Myanmar State Counsellor and Foreign Minister Aung San Suu Kyi delivers a lecture entitled "Myanmar, ASEAN and the World: The Way Forward" at the Thai Ministry of Foreign Affairs in Bangkok, Thailand, June 24, 2016. (Xinhua file photo/Li Mangmang)
by Xinhua writer Liu Chang
BEIJING, Aug. 17 (Xinhua) -- Myanmar's first State Counselor Aung San Suu Kyi, who starts an official visit to China on Wednesday, is welcome to play a greater role in boosting her country's strategic partnership with China.
Suu Kyi's visit comes roughly one week after Myanmar President U Htin Kyaw decided to form a new commission for reviewing all proposed hydropower projects on the Irrawaddy River, including the Myitsone Dam, which is jointly funded by China and Myanmar but was suspended by the former Myanmar government in 2011.
Although the move does not necessarily lead to a final resumption of the project, it is a positive signal that the new leadership in Naypyidaw is handling its relationship with Beijing in a prudent and pragmatic manner.
For the record, the Myitsone Dam is a key bilateral commercial project, while the Chinese backer of the project has already paid 60 percent of the investment. Once the project is completed and put into operation, Myanmar can make the most of the Irrawaddy River's hydropower resources, and export electricity in return for handsome economic benefits, a win-win deal.
Despite the lingering misunderstanding and criticism about the project inside Myanmar, it is hoped that the two neighbors can work together to manage their differences and find an appropriate solution.
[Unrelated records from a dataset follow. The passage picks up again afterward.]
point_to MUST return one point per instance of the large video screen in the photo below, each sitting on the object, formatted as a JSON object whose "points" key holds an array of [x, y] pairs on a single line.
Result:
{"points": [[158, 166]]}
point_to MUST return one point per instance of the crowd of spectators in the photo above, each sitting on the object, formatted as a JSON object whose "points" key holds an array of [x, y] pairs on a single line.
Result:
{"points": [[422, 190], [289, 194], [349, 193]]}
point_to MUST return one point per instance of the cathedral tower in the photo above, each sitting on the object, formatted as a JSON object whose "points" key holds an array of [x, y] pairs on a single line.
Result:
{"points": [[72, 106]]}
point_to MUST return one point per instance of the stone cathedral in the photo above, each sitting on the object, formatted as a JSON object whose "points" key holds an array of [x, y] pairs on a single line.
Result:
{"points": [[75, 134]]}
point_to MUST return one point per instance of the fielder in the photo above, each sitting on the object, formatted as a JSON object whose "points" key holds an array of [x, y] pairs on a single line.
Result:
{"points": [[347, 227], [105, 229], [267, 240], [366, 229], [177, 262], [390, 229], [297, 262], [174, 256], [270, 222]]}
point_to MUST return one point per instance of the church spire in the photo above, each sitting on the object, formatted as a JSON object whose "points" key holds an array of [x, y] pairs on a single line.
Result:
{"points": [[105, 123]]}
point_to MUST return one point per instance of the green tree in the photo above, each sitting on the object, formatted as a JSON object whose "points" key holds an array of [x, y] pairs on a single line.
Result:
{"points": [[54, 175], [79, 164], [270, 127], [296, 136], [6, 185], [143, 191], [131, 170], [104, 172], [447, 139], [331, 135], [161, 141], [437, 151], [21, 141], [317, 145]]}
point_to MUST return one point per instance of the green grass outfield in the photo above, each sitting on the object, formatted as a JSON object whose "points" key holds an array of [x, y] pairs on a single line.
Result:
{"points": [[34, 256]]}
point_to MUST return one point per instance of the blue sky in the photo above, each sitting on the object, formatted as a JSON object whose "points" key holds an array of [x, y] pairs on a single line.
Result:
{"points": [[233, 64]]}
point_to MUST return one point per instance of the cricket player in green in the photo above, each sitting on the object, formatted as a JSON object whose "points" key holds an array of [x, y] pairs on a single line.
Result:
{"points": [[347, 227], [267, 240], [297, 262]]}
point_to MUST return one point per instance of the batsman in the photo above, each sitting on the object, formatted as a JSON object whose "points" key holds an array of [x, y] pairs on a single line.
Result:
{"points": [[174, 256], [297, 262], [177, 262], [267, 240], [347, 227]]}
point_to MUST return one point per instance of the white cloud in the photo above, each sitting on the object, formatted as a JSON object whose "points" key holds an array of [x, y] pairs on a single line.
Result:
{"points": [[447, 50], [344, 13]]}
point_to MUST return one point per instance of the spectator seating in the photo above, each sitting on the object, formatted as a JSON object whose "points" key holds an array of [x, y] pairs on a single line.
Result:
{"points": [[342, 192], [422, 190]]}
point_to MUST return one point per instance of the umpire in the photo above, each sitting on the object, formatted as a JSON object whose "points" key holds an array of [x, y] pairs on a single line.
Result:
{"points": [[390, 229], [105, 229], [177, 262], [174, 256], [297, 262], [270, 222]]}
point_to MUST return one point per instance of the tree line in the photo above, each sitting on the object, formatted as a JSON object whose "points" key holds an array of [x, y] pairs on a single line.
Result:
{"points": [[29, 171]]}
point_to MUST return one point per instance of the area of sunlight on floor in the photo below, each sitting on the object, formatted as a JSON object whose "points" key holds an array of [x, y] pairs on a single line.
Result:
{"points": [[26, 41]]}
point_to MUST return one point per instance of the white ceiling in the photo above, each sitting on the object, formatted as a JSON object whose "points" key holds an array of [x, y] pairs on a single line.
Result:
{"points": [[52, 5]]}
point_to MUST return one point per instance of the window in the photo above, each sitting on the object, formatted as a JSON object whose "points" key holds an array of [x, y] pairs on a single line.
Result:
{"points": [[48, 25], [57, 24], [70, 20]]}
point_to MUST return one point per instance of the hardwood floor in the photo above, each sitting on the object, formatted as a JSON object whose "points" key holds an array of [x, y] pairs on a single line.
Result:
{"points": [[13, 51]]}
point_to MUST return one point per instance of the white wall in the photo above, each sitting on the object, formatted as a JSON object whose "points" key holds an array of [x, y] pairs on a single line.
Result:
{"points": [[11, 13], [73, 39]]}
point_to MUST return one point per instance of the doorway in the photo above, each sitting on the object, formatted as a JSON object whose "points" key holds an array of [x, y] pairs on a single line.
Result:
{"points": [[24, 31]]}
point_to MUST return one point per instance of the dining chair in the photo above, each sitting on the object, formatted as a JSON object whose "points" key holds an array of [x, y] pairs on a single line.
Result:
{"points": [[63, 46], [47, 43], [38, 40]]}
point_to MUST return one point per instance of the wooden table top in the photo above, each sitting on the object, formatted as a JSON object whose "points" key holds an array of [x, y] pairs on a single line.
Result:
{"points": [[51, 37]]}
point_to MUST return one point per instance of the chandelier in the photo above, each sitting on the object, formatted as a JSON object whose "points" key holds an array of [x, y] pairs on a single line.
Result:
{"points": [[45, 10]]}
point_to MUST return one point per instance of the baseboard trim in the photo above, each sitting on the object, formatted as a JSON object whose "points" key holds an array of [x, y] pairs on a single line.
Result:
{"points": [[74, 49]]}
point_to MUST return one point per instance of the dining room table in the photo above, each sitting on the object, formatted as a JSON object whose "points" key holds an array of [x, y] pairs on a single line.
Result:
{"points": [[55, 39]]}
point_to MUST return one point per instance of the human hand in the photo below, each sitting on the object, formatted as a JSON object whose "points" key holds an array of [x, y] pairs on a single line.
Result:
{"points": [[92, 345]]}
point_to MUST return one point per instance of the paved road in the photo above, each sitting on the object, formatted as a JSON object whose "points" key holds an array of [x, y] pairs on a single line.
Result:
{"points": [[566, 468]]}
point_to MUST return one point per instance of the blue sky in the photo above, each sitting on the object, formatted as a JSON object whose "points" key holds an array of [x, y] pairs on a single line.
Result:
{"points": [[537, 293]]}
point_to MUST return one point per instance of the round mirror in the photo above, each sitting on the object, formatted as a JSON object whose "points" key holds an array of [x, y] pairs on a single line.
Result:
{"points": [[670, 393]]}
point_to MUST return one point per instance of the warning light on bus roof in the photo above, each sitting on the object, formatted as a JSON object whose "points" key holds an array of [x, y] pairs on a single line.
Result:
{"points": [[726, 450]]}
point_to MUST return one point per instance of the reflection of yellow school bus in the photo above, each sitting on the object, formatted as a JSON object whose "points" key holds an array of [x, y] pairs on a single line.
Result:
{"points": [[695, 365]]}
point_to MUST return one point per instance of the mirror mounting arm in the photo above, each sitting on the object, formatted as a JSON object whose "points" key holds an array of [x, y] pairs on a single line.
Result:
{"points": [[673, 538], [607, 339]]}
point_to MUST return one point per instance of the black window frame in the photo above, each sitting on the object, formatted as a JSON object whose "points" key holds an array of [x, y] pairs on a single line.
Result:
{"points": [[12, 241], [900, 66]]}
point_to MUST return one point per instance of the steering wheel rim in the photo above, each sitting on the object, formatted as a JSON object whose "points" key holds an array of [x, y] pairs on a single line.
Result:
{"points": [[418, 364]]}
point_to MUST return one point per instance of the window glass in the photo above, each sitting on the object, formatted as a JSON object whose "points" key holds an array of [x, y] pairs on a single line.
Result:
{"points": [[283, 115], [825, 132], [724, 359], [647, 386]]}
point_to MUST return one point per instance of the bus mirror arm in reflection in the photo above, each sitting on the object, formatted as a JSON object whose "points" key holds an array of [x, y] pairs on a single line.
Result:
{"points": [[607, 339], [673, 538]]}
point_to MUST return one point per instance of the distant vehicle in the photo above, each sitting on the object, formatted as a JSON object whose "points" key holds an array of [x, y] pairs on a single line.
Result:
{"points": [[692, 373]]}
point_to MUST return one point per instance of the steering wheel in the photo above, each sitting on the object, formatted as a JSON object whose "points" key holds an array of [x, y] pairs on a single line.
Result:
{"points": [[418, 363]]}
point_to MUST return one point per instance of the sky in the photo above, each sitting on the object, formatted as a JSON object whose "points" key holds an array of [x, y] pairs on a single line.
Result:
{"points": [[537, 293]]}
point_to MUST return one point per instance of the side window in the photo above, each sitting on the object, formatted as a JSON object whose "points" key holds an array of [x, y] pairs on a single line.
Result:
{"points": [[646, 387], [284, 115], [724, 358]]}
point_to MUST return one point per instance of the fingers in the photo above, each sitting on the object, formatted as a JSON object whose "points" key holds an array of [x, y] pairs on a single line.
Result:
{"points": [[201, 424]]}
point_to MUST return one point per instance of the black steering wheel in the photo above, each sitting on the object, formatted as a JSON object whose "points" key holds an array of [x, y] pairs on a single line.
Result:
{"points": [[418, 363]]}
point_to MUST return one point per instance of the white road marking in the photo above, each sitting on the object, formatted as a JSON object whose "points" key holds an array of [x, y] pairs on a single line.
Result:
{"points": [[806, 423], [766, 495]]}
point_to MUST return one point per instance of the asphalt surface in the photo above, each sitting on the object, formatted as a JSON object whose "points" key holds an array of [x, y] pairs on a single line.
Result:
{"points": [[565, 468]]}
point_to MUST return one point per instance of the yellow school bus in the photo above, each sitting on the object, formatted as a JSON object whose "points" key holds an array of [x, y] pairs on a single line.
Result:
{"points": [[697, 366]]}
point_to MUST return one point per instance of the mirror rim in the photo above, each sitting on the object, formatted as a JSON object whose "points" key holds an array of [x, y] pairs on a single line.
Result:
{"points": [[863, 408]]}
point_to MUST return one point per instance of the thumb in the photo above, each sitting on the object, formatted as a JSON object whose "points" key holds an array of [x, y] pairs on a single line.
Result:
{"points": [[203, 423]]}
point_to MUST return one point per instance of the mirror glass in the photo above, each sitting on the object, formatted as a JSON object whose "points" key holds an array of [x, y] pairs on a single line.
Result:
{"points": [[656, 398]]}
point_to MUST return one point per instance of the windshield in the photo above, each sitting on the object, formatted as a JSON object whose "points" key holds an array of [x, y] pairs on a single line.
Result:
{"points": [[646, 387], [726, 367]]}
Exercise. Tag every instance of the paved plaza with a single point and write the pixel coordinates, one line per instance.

In fact, projects like the Myitsone Dam are what the Southeastern Asian nation needs to boost its own economic growth, and improve the livelihood of its people, one of the current Myanmar government's top priorities.
China is Myanmar's top trading partner, and a key source of investment. Presently, China is promoting the Belt and Road Initiative. By embracing the initiative, Myanmar can enjoy huge opportunities to upgrade its industrial system and improve its infrastructure, which would pave the way for the country's future economic take-off.
The Belt and Road Initiative, which comprises the Silk Road Economic Belt and the 21st Century Maritime Silk Road, was proposed by Chinese President Xi Jinping in 2013, with the aim of building a trade and infrastructure network connecting Asia with Europe and Africa along the ancient Silk Road routes.
For Suu Kyi and the Myanmar government, seeking national reconciliation and restoring peace and stability in the country is another paramount challenge.
Recently, Naypyidaw has put forward a 12-point national economic policy paper in a bid to boost national reconciliation by reviving the country's economy. And China is a natural partner that can help translate the bold plan into reality.
Meanwhile, China has made it very clear that it supports the peace process in Myanmar, and hopes that all armed ethic groups in the country can participate in the 21st Century Panglong Peace Conference to be held in Myanmar's capital at the end of this month.
After all, a politically stable and economically prosperous Myanmar is in China's best interests.
Given the fact that a strong China-Myanmar partnership is important for both sides, it is welcome that Suu Kyi, a key figure in the Myanmar government and the leader of the ruling party, plays a greater role in helping secure a healthy Myanmar-China relationship.